No contract rights of the parties have been impaired. On the contrary a public policy bar to enforcement of the express terms of the writing has been removed.

A remedy has been enlarged by legislative enactment, and we have no alternative save to enforce the clear intent of the legislature.

Whether the attorney fees to be allowed are costs or not, they are in the nature of costs and the reasonableness of the amounts are determined by the trial court. We view our position in this matter to be in line with the majority of jurisdictions. For discussions of analogous fact situations see 90 A.L.R. 538, 539 and 96 A.L.R. 1436, 1437.

“The law as it exists at the time of the judgment which terminates the action — the time at which the right to have costs taxed accrues — rather than the law as it existed at the time when the action was commenced, generally governs the question whether costs may be allowed in an action, as well as the determination of the method of their computation. Consequently, statutes either increasing or decreasing allowable costs, including attorneys’ fees, are consistently applied to litigation pending when such statutes become effective, unless a contrary intent clearly appears from the statute.” 20 Am.Jur.2d, Costs, Sec. 8, p. 6.

Accordingly the decision of the Court of Appeals and the judgment of the trial court are reversed with directions to enter a judgment in conformity with this opinion.

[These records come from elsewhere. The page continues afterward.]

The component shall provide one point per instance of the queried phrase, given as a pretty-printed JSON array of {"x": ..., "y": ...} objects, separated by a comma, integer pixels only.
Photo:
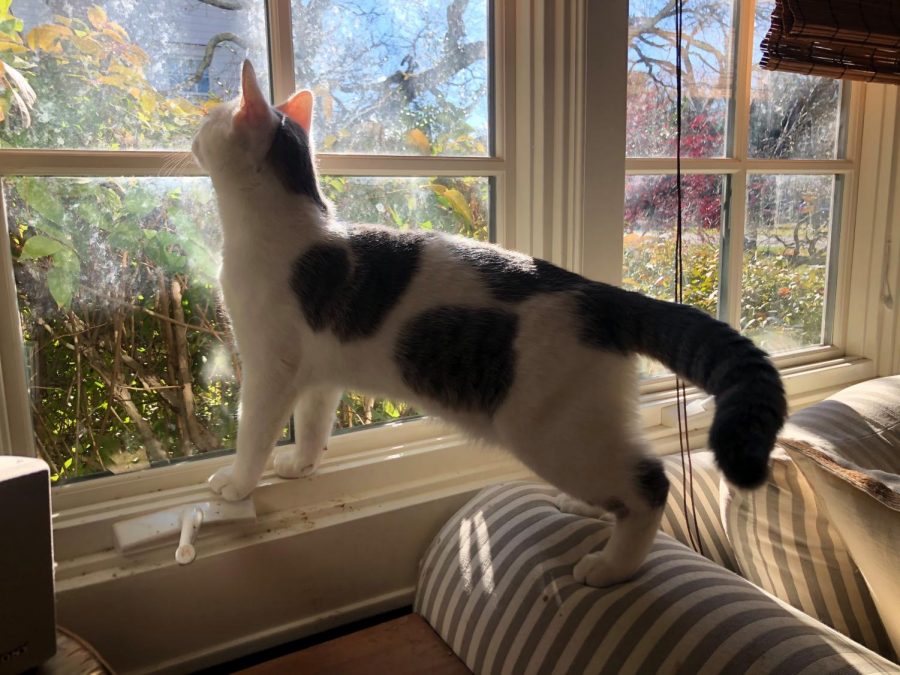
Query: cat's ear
[
  {"x": 254, "y": 108},
  {"x": 299, "y": 108}
]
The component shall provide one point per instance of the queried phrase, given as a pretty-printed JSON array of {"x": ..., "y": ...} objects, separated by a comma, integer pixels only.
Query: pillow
[
  {"x": 714, "y": 543},
  {"x": 496, "y": 584},
  {"x": 865, "y": 509},
  {"x": 848, "y": 447},
  {"x": 784, "y": 543}
]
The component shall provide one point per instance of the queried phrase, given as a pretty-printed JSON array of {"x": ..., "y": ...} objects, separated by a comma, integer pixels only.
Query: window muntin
[
  {"x": 775, "y": 118},
  {"x": 707, "y": 86},
  {"x": 400, "y": 78}
]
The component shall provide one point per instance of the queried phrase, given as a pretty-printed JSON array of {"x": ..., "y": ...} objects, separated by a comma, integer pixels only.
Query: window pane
[
  {"x": 649, "y": 243},
  {"x": 786, "y": 249},
  {"x": 130, "y": 355},
  {"x": 792, "y": 116},
  {"x": 123, "y": 74},
  {"x": 397, "y": 77},
  {"x": 708, "y": 67}
]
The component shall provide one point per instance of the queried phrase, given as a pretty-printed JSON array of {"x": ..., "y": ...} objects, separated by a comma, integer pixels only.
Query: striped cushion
[
  {"x": 713, "y": 542},
  {"x": 496, "y": 584},
  {"x": 785, "y": 545}
]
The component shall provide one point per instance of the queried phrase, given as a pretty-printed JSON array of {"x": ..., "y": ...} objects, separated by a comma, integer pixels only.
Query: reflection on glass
[
  {"x": 791, "y": 116},
  {"x": 708, "y": 67},
  {"x": 121, "y": 74},
  {"x": 786, "y": 242},
  {"x": 395, "y": 77},
  {"x": 130, "y": 356}
]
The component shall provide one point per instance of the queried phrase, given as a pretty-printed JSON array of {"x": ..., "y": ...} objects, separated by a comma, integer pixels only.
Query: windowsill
[
  {"x": 336, "y": 547},
  {"x": 396, "y": 463}
]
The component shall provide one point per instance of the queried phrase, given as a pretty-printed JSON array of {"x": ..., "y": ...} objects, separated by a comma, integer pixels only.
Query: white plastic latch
[{"x": 182, "y": 522}]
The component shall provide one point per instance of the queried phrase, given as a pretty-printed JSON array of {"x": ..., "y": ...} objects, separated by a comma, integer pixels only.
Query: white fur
[{"x": 569, "y": 415}]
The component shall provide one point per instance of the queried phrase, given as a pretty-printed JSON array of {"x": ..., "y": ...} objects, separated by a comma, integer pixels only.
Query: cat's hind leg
[
  {"x": 268, "y": 393},
  {"x": 638, "y": 505},
  {"x": 313, "y": 421}
]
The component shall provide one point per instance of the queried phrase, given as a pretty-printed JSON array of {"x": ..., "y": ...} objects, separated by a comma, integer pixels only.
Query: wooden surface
[{"x": 404, "y": 646}]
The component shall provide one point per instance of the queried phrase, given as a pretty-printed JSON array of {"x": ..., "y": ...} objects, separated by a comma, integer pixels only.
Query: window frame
[{"x": 549, "y": 88}]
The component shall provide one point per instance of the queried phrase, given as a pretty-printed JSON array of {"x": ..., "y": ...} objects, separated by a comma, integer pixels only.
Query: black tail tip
[{"x": 742, "y": 456}]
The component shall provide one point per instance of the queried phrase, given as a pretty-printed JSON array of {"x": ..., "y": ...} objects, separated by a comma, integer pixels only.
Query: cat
[{"x": 512, "y": 349}]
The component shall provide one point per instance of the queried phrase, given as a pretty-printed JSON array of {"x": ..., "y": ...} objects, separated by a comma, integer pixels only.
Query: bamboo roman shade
[{"x": 854, "y": 39}]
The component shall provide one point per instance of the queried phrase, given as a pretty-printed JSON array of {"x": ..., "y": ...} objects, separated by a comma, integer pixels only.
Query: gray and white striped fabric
[
  {"x": 859, "y": 427},
  {"x": 496, "y": 584},
  {"x": 713, "y": 542},
  {"x": 785, "y": 544},
  {"x": 781, "y": 535}
]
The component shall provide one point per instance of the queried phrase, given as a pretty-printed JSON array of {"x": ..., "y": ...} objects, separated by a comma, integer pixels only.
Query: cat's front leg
[
  {"x": 268, "y": 393},
  {"x": 313, "y": 421}
]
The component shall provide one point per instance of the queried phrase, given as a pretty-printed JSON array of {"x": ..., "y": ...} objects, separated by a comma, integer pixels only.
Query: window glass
[
  {"x": 786, "y": 250},
  {"x": 121, "y": 74},
  {"x": 130, "y": 358},
  {"x": 792, "y": 116},
  {"x": 708, "y": 67},
  {"x": 397, "y": 77}
]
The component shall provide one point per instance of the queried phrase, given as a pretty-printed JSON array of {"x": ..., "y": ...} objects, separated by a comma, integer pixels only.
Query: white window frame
[{"x": 559, "y": 172}]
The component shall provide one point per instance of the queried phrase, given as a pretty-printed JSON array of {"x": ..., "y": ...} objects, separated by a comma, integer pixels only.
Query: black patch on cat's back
[
  {"x": 509, "y": 278},
  {"x": 290, "y": 157},
  {"x": 462, "y": 357},
  {"x": 350, "y": 290},
  {"x": 652, "y": 482}
]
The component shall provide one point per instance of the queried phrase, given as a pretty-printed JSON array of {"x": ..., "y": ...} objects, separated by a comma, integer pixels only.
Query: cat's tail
[{"x": 750, "y": 401}]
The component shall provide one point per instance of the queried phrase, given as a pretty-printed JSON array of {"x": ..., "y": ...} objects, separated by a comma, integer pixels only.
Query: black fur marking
[
  {"x": 510, "y": 278},
  {"x": 351, "y": 291},
  {"x": 290, "y": 156},
  {"x": 617, "y": 508},
  {"x": 652, "y": 482},
  {"x": 462, "y": 357}
]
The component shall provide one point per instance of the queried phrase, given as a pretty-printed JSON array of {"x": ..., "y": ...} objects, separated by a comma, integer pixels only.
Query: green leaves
[{"x": 39, "y": 247}]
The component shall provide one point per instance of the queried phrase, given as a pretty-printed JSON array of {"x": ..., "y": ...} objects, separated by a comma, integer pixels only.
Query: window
[
  {"x": 764, "y": 157},
  {"x": 113, "y": 240}
]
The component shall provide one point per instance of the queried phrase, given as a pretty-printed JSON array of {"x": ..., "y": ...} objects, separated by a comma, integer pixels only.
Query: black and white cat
[{"x": 512, "y": 349}]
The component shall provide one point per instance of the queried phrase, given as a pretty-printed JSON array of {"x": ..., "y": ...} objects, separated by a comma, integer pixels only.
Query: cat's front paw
[
  {"x": 290, "y": 464},
  {"x": 224, "y": 483},
  {"x": 568, "y": 504}
]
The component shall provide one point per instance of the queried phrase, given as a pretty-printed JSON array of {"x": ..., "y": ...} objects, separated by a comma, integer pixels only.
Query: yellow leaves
[
  {"x": 47, "y": 37},
  {"x": 417, "y": 139},
  {"x": 148, "y": 102},
  {"x": 10, "y": 46},
  {"x": 97, "y": 17}
]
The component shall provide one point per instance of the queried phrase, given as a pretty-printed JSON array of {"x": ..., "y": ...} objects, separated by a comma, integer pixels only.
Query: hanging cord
[{"x": 687, "y": 467}]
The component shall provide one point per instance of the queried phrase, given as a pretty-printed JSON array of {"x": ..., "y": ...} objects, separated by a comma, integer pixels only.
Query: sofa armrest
[{"x": 496, "y": 584}]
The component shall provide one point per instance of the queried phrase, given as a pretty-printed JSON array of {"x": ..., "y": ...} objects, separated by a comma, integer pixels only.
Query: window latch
[{"x": 182, "y": 522}]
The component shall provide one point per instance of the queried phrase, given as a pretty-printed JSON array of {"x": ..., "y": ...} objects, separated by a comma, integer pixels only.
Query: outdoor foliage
[{"x": 130, "y": 356}]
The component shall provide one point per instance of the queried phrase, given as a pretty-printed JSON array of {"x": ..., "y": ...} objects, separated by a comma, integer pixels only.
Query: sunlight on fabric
[{"x": 473, "y": 534}]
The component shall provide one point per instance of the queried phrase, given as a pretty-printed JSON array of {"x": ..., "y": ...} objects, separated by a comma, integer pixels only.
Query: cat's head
[{"x": 248, "y": 142}]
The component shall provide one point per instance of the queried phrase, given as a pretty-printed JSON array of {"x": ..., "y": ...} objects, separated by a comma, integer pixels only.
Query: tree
[{"x": 130, "y": 356}]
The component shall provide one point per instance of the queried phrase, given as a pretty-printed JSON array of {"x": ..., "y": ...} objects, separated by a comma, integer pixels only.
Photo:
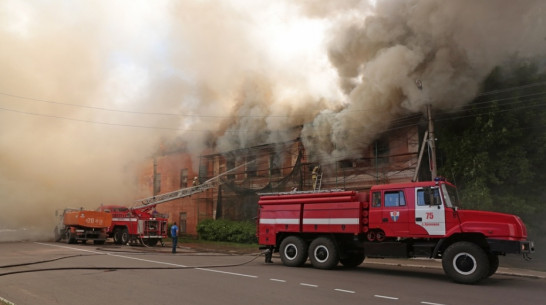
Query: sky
[{"x": 90, "y": 89}]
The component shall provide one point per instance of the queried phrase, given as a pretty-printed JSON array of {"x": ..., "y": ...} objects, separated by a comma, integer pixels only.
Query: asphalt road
[{"x": 86, "y": 274}]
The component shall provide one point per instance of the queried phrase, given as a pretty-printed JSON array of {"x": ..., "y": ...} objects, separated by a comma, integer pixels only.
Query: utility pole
[{"x": 431, "y": 144}]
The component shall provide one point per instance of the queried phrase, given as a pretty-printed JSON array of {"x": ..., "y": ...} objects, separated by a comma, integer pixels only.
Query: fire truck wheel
[
  {"x": 353, "y": 260},
  {"x": 117, "y": 236},
  {"x": 70, "y": 239},
  {"x": 124, "y": 236},
  {"x": 493, "y": 264},
  {"x": 465, "y": 262},
  {"x": 323, "y": 253},
  {"x": 293, "y": 251}
]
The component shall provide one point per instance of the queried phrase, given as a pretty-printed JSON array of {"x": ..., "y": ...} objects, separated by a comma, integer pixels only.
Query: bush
[{"x": 227, "y": 230}]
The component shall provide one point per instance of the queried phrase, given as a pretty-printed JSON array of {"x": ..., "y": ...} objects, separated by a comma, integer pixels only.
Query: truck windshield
[{"x": 450, "y": 196}]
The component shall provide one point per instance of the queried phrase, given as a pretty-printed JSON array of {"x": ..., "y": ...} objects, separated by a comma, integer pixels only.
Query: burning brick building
[{"x": 240, "y": 175}]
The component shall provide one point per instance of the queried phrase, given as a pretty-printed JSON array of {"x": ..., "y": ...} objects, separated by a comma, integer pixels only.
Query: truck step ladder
[{"x": 317, "y": 178}]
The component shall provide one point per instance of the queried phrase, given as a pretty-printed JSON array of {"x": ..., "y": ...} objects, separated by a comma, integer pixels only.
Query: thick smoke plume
[
  {"x": 447, "y": 46},
  {"x": 89, "y": 90}
]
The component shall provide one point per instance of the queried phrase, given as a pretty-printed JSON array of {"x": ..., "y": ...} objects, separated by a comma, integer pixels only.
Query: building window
[
  {"x": 251, "y": 167},
  {"x": 183, "y": 178},
  {"x": 346, "y": 164},
  {"x": 230, "y": 164},
  {"x": 274, "y": 165},
  {"x": 157, "y": 184},
  {"x": 381, "y": 151}
]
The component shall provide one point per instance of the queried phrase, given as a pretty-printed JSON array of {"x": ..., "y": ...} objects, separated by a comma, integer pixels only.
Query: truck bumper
[{"x": 511, "y": 246}]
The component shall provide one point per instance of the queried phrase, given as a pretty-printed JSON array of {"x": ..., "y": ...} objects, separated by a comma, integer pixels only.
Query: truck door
[
  {"x": 429, "y": 212},
  {"x": 395, "y": 217}
]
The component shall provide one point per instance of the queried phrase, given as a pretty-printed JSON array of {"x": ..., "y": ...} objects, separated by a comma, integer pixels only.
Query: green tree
[{"x": 495, "y": 148}]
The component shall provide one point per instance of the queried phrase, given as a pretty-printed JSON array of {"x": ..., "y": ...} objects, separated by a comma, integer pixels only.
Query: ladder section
[
  {"x": 317, "y": 178},
  {"x": 185, "y": 192}
]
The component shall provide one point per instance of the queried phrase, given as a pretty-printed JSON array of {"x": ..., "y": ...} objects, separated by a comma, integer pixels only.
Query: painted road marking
[
  {"x": 212, "y": 270},
  {"x": 385, "y": 297},
  {"x": 225, "y": 272},
  {"x": 277, "y": 280}
]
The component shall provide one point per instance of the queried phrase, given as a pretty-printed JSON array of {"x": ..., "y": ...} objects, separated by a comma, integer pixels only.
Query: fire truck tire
[
  {"x": 353, "y": 260},
  {"x": 70, "y": 239},
  {"x": 465, "y": 262},
  {"x": 117, "y": 236},
  {"x": 493, "y": 264},
  {"x": 124, "y": 236},
  {"x": 323, "y": 253},
  {"x": 293, "y": 251}
]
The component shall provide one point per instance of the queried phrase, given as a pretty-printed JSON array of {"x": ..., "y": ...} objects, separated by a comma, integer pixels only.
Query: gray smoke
[
  {"x": 450, "y": 46},
  {"x": 89, "y": 90}
]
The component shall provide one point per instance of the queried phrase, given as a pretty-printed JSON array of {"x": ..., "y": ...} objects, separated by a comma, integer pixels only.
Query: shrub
[{"x": 227, "y": 230}]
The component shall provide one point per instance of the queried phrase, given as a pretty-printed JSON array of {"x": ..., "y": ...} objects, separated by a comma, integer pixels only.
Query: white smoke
[
  {"x": 450, "y": 46},
  {"x": 88, "y": 90}
]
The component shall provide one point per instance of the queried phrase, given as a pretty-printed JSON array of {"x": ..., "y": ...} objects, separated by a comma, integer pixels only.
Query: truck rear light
[{"x": 527, "y": 247}]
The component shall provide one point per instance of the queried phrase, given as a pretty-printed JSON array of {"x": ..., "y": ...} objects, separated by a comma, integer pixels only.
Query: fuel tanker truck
[
  {"x": 82, "y": 225},
  {"x": 403, "y": 220}
]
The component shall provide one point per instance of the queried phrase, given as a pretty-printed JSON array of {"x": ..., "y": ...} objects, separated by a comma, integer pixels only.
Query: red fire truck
[
  {"x": 135, "y": 225},
  {"x": 415, "y": 219}
]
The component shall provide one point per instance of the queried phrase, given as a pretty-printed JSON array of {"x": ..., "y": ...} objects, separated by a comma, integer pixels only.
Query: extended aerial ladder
[{"x": 185, "y": 192}]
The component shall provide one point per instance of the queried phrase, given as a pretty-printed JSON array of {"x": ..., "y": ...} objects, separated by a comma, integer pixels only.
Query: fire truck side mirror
[{"x": 428, "y": 195}]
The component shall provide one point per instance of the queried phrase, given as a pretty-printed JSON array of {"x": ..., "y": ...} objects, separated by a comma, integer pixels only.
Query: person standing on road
[{"x": 174, "y": 235}]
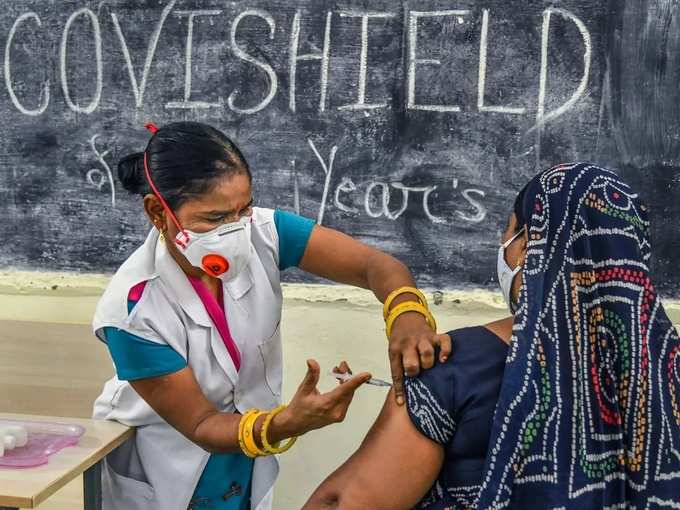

PALMORE, C. J., and AKER and STERNBERG, JJ., concur. O’HARA and STEPHENS, JJ., dissent. CLAYTON, J., not sitting.





Dissenting Opinion

O’HARA, Justice,

dissenting.

I am compelled to dissent from the majority opinion for two reasons. One is that the majority has in the course of its opinion given retroactive application to a statute passed by the legislature that contained no retroactive language. We are all aware of the fact that the legislature is charged with the knowledge of its own legislation and, if it had chosen in this case to pass the statute with retroactive application, it merely had to add those words to the legislative enactment. KRS 446.080(3) states that:

“No statute shall be construed to be retroactive unless expressly so declared.” This language is clear, unambiguous and is itself sufficient to clearly indicate the legislative intent to be contrary to that expressed in the majority opinion.

Finally, aside from the semantical interpretation of equating in legal language “costs” and “attorneys fees,” it is my opinion that the retroactive applicability erroneously given by the majority in this case may possibly subject innocent members of the practicing bar to claims of malpractice for correctly advising their clients under a law which is then retroactively changed with no recourse to the lawyer to correct his prior advice.

For these reasons, I am dissenting, and I am authorized to state STEPHENS, J. joins me in this dissent.